Tuesday, April 2, 2019

I'm still sick. Yesterday I did manage to rake some leaves and hang some laundry. I made chicken stock and sewed on my dress and ran some errands, but I did it all at half-speed, amid coughing and sneezing and sighing and squinting and blowing my nose. I feel like I'm half-human, half-slime mold. On the bright side, the timing is good: I've got a slight respite, work-wise, so can enjoy my life as a rotting mushroom without guilt.


Anyway, I've got time to read, if I could understand what I was reading. Last night Tom asked if I'd like to play cribbage, and I told him I couldn't pay attention long enough to get through the game. I'm significantly dumber than usual, and all I wanted to do last night was sit on the couch and watch cartoons.

Thus, I will turn to my far more intelligent children for news and comedy. Believe it or not, my younger son has managed to pick all four teams in the NCAA men's final four. Among the millions of people who make brackets on the ESPN site, he is in the top .046%. Did I mention he also goes to art school?

And my older son pulled off an extremely fine April Fool's prank.
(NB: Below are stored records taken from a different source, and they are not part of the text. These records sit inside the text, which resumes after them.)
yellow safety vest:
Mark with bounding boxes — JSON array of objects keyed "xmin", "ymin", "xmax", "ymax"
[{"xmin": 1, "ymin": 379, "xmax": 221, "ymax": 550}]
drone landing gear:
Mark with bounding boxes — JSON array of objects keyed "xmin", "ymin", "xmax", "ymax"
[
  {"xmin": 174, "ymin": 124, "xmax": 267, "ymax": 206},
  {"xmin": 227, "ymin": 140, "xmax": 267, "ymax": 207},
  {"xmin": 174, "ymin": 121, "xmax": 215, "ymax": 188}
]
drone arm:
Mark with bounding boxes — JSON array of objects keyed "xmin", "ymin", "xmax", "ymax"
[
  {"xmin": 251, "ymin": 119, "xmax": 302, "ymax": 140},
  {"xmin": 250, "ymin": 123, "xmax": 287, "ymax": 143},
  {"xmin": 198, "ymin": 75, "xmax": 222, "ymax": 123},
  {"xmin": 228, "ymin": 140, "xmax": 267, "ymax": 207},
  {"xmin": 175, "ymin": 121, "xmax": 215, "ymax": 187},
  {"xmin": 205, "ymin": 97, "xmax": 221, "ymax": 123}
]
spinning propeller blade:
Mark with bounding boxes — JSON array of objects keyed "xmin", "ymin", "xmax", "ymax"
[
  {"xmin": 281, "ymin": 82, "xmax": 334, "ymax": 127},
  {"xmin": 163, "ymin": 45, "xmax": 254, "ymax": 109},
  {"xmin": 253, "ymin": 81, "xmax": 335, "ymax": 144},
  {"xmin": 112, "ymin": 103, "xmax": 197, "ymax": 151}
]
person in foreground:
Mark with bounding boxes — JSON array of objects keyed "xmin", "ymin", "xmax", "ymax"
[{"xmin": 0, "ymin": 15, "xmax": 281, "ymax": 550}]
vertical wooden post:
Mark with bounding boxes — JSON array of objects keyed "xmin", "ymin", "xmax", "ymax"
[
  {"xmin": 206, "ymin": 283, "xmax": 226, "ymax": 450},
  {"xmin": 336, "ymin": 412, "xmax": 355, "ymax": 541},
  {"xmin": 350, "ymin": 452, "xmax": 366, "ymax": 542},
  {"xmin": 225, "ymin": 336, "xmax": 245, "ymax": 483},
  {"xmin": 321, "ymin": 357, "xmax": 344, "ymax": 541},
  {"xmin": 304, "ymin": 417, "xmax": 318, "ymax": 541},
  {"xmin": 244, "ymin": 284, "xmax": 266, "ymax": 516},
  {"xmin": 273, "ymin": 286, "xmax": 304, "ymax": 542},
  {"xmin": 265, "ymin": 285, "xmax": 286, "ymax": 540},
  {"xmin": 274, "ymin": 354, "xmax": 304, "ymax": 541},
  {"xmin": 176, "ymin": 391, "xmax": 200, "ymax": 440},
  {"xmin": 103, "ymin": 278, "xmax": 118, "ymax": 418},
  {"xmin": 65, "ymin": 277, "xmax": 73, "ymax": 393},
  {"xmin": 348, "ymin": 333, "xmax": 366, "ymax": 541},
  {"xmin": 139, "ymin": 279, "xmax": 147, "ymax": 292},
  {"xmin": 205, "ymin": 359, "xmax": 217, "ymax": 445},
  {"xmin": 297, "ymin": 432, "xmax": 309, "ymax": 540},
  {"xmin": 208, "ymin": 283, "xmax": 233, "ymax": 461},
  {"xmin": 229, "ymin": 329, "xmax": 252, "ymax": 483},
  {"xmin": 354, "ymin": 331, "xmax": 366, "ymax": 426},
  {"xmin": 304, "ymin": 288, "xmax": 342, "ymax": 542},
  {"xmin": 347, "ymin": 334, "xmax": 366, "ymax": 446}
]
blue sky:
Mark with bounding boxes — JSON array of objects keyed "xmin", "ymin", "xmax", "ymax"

My phone rings, the ID comes up as "Unknown Caller," and I of course let it go to voice mail. Later, when I check the voice mail before deleting it, I hear a grainy version of a song . . . and wait, it's my least favorite song of all, the Eagles's "Hotel California," and now it's turning into a clip from The Big Lebowski, the moment when the Dude asks the cab driver to change the station because "I hate the fucking Eagles" and then he gets tossed out of the car . . . and now I know this has got to be a son playing a joke on me. It was a good one, and cheered me up considerably in my mushroom gloom.

Monday, April 1, 2019

My day in Bangor went well: a full class, very engaged; and then an evening with a dear Harmony friend. But this head cold has been less charming. I thought I was getting better, and now this morning I feel as if I spent last night under a street sweeper. It's amazing how bad a cold can make a person feel, and yet it's such a minor illness.
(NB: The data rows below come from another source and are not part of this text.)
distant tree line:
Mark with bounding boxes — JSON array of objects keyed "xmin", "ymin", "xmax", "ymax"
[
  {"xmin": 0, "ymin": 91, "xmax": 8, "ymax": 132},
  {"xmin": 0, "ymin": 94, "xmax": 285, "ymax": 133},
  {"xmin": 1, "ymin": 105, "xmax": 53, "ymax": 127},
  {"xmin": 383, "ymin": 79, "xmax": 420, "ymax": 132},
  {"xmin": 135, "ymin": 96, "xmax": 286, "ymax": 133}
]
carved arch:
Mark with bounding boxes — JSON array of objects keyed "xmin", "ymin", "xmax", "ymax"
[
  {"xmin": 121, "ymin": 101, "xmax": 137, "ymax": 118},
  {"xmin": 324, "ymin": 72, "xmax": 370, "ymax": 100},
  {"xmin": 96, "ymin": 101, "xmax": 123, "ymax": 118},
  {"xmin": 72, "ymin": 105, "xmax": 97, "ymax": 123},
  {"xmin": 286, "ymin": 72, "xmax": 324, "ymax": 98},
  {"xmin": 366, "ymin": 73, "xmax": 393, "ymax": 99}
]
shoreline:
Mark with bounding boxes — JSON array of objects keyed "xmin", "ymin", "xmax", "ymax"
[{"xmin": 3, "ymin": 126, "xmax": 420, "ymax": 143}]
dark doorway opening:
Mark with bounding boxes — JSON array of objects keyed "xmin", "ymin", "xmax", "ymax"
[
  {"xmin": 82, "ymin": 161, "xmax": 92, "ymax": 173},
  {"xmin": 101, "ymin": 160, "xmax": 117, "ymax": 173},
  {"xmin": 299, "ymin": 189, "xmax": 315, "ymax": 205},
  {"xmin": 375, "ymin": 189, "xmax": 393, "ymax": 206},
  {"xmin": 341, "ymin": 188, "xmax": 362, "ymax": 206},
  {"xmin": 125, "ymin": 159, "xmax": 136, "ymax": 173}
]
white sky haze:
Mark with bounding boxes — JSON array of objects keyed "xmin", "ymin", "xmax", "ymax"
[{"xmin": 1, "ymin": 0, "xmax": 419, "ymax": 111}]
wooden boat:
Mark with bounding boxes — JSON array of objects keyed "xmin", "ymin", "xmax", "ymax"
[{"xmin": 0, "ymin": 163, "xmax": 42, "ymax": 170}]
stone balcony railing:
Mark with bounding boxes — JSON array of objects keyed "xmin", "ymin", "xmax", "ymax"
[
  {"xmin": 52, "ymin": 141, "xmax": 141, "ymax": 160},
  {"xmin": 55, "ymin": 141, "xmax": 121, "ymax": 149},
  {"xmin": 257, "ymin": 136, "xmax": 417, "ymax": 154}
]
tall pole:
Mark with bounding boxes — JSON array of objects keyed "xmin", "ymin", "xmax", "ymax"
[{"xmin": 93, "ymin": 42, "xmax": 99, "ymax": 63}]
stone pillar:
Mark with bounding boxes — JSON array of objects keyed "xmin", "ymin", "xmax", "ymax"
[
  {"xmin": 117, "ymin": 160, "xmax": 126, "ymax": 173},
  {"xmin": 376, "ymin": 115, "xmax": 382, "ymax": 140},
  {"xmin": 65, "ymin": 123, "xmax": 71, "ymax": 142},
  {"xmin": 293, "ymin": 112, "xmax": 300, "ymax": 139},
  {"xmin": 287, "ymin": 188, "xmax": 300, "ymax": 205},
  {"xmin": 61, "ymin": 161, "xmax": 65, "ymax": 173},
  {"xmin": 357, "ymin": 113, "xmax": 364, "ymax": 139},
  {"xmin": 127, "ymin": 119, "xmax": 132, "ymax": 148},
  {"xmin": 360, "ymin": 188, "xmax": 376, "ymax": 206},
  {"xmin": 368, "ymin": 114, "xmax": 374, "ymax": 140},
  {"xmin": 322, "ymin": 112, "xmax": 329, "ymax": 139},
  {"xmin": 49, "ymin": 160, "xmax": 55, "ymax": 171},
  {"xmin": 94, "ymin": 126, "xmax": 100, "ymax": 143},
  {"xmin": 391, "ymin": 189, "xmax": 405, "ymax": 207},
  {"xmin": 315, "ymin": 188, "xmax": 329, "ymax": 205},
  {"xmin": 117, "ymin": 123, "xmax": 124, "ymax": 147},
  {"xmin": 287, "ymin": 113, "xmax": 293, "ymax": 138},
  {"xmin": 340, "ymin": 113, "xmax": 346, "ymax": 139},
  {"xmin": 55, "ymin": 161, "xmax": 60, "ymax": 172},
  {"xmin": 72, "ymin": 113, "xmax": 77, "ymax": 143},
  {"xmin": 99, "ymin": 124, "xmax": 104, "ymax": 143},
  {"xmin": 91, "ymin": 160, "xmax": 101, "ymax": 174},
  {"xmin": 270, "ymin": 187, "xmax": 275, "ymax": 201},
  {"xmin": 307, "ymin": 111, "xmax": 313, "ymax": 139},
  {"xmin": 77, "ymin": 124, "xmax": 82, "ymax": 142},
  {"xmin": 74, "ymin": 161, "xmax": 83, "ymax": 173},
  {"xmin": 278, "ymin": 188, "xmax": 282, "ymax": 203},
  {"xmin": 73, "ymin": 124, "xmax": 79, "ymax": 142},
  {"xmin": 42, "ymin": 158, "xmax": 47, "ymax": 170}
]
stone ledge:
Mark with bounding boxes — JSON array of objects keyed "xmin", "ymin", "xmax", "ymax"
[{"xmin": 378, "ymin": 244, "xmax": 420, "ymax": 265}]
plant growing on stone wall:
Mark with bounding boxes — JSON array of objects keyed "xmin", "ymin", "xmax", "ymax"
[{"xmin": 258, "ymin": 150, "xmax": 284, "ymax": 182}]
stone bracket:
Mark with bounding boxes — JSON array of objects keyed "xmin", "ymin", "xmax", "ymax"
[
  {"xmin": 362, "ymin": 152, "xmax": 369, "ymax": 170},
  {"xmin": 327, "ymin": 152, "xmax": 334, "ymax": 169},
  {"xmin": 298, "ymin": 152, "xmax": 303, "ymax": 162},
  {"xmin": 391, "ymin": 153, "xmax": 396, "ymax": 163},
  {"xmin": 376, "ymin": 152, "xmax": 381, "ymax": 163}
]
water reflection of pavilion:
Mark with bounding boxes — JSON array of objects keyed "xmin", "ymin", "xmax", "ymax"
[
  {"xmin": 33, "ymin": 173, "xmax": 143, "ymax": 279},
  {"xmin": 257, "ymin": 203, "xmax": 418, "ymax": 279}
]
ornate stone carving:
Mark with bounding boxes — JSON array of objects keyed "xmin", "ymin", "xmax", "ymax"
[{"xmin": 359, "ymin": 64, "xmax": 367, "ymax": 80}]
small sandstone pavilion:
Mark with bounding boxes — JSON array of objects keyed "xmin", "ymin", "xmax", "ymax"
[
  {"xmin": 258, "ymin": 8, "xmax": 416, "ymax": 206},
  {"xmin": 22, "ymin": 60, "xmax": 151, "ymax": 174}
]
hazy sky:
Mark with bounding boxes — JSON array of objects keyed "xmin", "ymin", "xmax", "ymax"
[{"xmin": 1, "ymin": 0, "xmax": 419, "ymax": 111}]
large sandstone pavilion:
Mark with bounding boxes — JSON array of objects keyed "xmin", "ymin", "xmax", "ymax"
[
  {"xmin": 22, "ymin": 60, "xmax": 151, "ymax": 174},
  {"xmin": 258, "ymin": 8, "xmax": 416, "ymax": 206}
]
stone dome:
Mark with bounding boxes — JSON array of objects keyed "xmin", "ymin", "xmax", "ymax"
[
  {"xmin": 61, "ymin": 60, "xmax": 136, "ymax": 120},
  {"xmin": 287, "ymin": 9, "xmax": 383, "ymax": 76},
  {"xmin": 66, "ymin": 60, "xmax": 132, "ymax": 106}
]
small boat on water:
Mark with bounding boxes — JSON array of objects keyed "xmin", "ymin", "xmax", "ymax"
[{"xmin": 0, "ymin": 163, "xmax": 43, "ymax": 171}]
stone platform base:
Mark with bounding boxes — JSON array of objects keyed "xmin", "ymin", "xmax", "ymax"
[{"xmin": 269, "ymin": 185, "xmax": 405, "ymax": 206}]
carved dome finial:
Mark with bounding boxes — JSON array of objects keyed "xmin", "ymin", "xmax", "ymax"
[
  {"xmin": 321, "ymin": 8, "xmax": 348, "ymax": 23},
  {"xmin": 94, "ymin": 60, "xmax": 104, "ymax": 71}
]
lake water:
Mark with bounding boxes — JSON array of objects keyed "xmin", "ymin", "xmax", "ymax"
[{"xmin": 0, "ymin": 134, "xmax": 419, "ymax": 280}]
Ah well. I'm glad to be home moping on my own couch.

Tom spent yesterday building garden boxes for me, which of course are far more beautiful than most garden boxes because that's the kind of person he is. Now we can't decide where to put them. Originally we'd planned on the front yard, but then we accidentally discovered that they improve one of the cesspit areas of the property considerably. There's a strip of ex-driveway--broken asphalt, lingering gravel--that we haven't known how to handle. But if you cover it up with garden boxes. . . .

Today I'd hoped to hang laundry on the new lines, and to rake out the rest of the gardens, and to take a trip to the store for soil. But my head is going to have to be a new head if I'm going to accomplish such things. Perhaps, with another cup of coffee, it will be.